Liaison between all parties should take place to identify the appropriate prevention and response strategies for all high and medium risk sites. At sites permitted by environmental agencies, agreed arrangements for how this should be done may already exist. In England these are set out in Appendix B,  Annex 2 of the EA/NFCC MoU. Further details are included in Developing incident response plans. For other site types such as BASIS sites an MoU exists setting out the appropriate arrangements.

These arrangements are based on a hierarchy of risk reduction methods, these methods should be considered together to create a holistic solution. For example, when a sprinkler system is installed, it may be possible to reduce the storage volume of any bunds or fire water containment tanks if all parties agree this will reduce the potential harm to the environment.

1. Prevention

Ensuring everything is done to prevent a fire or spill, for example by controlling sources of ignition and having a regular maintenance program is the most important part of the risk reduction strategy, this should include appropriate measures to reduce the likelihood and consequence of any release of pollutants caused by flooding.

2. Detection and suppression

Tackling an incident promptly may reduce the damage caused to the environment. Installing appropriate detection systems, overflow alarms, suppression systems or other fixed installations may help this by identifying an incident quickly allowing swift action to be taken to prevent or mitigate any harm caused. The provision and training of firefighting teams may also be considered.

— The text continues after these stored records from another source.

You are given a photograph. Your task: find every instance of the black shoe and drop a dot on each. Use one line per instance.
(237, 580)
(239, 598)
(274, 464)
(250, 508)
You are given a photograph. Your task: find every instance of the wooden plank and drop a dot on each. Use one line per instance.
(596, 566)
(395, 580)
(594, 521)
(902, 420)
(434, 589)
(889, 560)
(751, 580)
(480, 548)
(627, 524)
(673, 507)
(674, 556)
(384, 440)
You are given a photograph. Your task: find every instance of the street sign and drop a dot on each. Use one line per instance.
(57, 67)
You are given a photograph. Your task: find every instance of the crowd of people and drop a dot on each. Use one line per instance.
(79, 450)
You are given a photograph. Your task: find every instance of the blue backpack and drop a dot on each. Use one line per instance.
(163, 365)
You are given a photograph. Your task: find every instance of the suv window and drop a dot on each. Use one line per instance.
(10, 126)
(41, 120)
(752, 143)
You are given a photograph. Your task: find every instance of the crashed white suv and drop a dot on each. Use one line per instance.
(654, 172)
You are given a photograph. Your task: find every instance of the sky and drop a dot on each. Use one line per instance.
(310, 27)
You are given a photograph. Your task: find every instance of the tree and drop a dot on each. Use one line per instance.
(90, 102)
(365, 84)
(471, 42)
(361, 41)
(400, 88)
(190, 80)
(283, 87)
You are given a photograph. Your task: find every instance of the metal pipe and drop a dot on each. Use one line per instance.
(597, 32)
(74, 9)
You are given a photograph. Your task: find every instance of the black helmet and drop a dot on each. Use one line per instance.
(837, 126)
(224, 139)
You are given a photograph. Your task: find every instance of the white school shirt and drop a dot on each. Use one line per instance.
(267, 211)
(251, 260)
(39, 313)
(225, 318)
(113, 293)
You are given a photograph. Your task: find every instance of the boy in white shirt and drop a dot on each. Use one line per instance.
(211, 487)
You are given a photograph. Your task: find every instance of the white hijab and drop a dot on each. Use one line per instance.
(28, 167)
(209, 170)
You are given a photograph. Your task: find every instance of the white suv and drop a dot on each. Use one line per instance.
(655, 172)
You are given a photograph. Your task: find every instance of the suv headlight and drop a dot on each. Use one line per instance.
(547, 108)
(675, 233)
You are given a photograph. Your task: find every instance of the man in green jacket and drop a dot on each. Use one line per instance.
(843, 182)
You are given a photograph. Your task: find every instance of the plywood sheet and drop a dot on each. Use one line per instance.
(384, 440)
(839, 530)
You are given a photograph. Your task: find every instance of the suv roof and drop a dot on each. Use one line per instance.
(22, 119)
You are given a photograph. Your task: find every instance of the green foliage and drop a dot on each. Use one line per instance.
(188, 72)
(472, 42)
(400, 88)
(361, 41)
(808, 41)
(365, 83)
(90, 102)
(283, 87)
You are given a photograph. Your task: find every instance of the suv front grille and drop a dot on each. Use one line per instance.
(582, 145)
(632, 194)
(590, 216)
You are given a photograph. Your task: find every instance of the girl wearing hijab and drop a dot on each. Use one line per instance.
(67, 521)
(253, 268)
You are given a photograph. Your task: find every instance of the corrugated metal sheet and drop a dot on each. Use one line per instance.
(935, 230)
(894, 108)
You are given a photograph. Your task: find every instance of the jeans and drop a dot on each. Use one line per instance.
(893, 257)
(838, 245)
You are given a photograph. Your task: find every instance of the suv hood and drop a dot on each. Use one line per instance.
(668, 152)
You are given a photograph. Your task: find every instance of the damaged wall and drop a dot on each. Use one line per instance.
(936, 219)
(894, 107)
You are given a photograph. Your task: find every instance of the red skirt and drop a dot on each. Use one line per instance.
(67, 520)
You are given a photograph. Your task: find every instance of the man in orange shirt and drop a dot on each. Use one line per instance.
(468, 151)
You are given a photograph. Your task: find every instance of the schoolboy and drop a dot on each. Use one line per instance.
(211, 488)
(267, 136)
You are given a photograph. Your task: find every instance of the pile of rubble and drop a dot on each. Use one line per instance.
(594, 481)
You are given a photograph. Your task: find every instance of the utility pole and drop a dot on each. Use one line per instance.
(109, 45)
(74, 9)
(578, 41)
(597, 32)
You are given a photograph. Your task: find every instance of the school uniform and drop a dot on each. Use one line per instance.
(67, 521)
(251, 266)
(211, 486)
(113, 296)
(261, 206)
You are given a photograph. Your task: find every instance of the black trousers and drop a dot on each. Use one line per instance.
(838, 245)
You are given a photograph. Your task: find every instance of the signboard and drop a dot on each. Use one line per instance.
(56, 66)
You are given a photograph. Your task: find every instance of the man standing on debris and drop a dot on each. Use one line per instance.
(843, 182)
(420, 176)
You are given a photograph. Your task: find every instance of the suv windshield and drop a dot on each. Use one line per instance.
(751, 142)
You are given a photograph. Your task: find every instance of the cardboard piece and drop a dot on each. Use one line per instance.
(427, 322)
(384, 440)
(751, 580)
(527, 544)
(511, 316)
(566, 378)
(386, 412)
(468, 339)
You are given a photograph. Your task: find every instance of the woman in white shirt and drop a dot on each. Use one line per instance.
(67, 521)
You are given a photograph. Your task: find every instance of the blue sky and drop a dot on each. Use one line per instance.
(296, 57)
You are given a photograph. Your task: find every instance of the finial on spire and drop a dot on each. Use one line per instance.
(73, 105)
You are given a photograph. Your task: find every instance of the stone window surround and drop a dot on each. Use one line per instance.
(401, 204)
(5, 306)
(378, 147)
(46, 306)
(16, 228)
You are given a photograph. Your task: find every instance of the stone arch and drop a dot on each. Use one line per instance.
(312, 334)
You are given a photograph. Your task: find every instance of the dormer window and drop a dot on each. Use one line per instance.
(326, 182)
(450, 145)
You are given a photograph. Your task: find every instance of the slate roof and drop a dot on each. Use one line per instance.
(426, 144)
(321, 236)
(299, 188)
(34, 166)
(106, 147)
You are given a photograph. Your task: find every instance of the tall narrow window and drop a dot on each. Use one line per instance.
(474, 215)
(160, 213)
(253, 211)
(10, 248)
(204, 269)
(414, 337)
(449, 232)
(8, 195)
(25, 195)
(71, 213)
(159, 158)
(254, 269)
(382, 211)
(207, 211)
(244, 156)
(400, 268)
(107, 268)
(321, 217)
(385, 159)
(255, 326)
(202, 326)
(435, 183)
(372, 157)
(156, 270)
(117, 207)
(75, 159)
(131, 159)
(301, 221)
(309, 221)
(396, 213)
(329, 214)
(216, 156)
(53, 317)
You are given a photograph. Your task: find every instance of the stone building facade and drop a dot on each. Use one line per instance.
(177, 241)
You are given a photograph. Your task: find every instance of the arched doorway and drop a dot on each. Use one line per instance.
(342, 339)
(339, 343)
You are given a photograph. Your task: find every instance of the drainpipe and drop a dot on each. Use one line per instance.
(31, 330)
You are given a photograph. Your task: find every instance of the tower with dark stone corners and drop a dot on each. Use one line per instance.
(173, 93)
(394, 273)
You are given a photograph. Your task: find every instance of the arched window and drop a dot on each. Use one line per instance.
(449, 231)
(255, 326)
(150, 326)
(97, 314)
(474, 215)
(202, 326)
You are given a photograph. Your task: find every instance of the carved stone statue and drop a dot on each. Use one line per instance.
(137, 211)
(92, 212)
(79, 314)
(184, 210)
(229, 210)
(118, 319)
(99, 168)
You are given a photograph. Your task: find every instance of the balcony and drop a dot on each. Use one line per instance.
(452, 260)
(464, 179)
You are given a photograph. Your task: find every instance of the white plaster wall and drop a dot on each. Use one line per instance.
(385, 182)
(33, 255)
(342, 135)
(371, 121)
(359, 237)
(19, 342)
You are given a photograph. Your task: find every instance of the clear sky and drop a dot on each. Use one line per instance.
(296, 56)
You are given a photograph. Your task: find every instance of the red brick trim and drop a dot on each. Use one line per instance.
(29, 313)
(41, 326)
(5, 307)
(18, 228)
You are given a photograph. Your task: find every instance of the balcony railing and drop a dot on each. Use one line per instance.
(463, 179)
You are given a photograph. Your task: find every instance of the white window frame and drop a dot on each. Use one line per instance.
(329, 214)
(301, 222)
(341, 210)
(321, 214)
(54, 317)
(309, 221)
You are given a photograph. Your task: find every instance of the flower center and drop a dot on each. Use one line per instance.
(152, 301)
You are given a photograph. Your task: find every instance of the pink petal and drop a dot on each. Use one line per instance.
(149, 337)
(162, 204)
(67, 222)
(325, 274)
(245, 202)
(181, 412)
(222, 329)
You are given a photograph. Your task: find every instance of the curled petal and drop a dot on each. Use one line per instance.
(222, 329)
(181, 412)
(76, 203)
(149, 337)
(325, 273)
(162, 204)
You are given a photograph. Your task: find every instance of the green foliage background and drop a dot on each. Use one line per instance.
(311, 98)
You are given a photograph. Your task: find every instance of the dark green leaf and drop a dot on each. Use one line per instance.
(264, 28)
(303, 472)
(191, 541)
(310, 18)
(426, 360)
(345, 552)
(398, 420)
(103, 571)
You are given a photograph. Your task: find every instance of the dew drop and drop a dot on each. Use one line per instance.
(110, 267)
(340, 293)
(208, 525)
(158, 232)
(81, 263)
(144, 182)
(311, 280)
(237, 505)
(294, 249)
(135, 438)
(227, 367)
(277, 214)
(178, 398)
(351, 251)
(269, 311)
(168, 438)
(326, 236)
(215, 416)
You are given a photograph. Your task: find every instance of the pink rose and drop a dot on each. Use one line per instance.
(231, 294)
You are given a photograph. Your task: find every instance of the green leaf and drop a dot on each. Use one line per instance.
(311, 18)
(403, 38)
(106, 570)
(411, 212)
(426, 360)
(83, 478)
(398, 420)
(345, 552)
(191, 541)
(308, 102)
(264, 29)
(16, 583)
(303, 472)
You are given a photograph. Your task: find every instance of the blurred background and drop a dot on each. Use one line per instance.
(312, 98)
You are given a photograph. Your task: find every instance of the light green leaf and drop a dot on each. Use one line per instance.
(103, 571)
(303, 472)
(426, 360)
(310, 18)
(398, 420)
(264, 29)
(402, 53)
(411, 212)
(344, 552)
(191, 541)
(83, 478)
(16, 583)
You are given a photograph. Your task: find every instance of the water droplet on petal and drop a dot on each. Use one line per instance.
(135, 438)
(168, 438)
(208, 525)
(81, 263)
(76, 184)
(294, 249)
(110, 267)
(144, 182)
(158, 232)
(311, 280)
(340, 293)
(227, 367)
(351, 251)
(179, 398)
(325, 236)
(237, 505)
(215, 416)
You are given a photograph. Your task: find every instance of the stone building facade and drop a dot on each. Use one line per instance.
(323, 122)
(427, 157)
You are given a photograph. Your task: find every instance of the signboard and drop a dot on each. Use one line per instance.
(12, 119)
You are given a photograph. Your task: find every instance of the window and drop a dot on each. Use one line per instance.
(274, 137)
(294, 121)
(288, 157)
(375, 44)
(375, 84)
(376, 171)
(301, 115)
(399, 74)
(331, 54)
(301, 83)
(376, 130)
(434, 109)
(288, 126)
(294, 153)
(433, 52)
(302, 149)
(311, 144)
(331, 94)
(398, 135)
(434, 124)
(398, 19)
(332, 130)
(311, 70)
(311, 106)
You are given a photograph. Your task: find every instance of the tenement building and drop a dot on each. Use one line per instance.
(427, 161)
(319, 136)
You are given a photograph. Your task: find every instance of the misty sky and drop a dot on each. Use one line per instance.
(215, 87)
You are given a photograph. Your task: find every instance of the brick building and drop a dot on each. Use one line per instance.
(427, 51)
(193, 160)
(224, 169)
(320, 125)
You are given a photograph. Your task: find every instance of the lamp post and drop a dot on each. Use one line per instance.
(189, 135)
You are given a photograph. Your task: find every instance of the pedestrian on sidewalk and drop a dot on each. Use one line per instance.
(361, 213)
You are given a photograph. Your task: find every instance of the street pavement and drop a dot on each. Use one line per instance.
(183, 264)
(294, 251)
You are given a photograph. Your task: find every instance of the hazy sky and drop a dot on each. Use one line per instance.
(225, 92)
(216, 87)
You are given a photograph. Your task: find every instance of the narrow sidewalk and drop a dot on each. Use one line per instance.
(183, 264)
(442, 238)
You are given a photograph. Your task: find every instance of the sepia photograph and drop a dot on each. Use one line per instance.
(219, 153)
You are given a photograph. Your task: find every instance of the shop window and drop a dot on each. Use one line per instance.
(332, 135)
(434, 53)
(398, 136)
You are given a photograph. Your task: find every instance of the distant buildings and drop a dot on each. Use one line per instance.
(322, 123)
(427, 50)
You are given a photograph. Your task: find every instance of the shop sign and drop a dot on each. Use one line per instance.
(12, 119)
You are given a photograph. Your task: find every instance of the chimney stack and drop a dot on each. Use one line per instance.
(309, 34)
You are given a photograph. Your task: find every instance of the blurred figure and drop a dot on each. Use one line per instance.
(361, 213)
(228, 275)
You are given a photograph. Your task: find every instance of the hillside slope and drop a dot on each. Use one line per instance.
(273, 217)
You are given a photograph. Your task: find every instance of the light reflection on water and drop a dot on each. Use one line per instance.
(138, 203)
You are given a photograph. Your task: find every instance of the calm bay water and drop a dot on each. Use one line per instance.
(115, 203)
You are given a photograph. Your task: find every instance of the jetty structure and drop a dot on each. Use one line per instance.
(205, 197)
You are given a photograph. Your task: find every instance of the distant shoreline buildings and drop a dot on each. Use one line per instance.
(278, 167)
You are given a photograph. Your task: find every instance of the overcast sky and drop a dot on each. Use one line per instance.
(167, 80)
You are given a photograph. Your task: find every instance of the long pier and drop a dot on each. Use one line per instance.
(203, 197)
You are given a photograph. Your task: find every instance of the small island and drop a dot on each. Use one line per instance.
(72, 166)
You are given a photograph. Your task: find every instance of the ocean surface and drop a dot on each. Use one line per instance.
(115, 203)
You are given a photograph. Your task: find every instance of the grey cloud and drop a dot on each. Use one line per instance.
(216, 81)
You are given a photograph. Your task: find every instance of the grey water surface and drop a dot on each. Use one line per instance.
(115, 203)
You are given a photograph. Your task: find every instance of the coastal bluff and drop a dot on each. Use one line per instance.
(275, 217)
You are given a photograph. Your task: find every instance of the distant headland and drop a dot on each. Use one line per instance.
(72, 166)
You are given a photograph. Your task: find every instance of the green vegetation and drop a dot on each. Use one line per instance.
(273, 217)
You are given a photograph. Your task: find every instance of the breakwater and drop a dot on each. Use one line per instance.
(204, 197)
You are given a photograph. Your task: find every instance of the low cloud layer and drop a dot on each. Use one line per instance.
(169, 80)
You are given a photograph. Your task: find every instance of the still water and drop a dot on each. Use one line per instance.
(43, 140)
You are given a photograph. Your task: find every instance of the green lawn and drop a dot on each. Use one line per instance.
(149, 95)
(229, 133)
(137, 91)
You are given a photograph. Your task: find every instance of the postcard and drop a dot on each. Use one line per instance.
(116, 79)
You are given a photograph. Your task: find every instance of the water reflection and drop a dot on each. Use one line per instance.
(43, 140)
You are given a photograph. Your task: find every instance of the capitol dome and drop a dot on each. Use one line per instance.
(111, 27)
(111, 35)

Environment agencies and other regulators may require such systems within an accident or fire prevention plan for sites they permit. See Pollution prevention and legal controls for more information.

Foam sprinklers installed in racking at a warehouse storing highly flammable materials

3. Containment

Although good preventative and early detection measures will reduce the likelihood of an emergency incident, they will not eliminate the risk of pollution from firefighting, spillage or other causes. Environment agencies therefore promote the installation of fire water and spillage containment systems that can store a predicted volume of fire water run-off or spillage until it can be safely removed and disposed. Examples of containment systems include:

  • Bunds
  • Containment lagoons and tanks
  • Drain shut-off valves
  • Oil separators
  • Emergency containment areas

More guidance is available in CIRIA report (C736) Containment systems for the prevention of pollution.

4. Mitigation

This involves planning for the use of firefighting and spill containment strategies, such as:

  • Reducing the amount of fire water generated, for example by:
    • Using sprays or foam branches rather than jets
    • Separation and quenching of burning material in a bunded pool
  • Recycling fire water run-off where this is not hazardous
  • Controlled or accelerated burn, when appropriate

The decision to adopt a strategy or combination of strategies should be made at the planning stage. This should be reviewed during the incident to ensure it will be effective and meet the objectives of the incident commander and the environment agency involved.

During the planning process, the risk assessment should consider:

  • The scale and nature of the environmental hazards presented by the site
  • Whether the products or building involved in fire are likely to be lost to it
  • The risks posed to people and the environment from smoke and run-off by adopting a controlled burn, or other firefighting tactic
  • The local topography and different meteorological conditions likely at the site
  • The type of fire, such as deep seated and smouldering, it is duration and the effectiveness of the tactics employed
  • The sensitivity of the local environment

As part of the planning process, a meeting with the site operator, local FRS and environment agency officer should take place to consider the best environmental option. Hazardous materials advisers will usually be the most suitably qualified fire and rescue service personnel to attend such meetings.

When agreement has been reached, the information should be included within the FRS Emergency response plan for the site. This should fit in with the operator’s incident response plan.